Writing copy includes the words on the webpages, as well as in the meta data. It’s imperative that the keywords are included within the text on the website in order to match the meta data - title tag and description.
Think about what words you’d want to be searched for when someone is looking for a photographer in the western suburbs or a place to eat in Hinsdale. Google uses long-tail keywords - meaning getting inside the head of an individual and what questions they might write within the search result. Don’t focus so much on two words like “restaurant La Grange”, rather focus on embedding words like “what is the best restaurant in La Grange”. If you have a blog, this is going to be a great place for you to optimize for these words.
Then, see how your competitors are ranking and for what keywords. We have some tools that will analyze your competitors for their keywords to assist you with developing your list. Do your market research in order to compete.
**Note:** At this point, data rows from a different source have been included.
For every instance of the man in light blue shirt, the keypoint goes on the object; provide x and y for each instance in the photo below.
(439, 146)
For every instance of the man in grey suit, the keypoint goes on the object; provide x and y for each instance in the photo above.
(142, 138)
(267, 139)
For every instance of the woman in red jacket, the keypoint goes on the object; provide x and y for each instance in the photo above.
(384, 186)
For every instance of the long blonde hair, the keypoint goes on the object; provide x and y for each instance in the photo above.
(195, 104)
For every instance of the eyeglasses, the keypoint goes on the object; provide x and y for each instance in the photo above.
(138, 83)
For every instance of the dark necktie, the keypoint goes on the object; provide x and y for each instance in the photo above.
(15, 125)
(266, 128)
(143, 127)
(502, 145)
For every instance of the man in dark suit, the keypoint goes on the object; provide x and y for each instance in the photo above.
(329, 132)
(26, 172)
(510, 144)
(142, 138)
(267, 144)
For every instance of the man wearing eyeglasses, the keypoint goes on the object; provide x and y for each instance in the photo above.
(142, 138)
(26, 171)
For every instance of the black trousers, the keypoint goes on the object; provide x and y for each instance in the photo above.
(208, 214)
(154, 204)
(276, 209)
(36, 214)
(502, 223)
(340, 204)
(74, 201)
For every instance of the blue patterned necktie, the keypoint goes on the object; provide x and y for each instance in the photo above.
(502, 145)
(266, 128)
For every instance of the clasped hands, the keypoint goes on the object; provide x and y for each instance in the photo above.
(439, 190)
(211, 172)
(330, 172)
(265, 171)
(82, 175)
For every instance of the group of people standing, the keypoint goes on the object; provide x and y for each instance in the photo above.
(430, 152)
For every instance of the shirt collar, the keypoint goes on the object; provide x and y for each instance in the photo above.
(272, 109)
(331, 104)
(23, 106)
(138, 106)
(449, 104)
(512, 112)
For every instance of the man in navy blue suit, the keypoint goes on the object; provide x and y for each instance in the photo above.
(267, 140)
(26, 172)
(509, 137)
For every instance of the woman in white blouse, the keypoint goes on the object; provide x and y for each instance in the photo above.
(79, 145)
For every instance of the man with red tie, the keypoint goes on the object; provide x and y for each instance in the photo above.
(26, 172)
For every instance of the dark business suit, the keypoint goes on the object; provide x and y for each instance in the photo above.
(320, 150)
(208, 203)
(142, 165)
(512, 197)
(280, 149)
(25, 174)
Finally, ask your family, friends, business acquaintances. If you’re a new business, tell them a little about it and ask what they would search to find you. If you’re already established, ask your current clients or customers how they find you when they search in search engines. Actual experience trumps everything.
Optimize by starting with the low-hanging fruit. See where you website is already successful by trying out a few keywords in a search engine. On Page One already? GREAT! Keep going by adding more density for those keywords.
What you don’t want to do it write “SEO Firm, SEO Firm, SEO Firm, SEO Firm” …. over and over again. Your words needs to be written as actual content and not spammy like mentioned above.
Start with 10-15 words and slowly add on another 10-15, etc. This will allow you to accomplish your goal for some keywords, see the ROI, determine the next ones, and keep chugging along.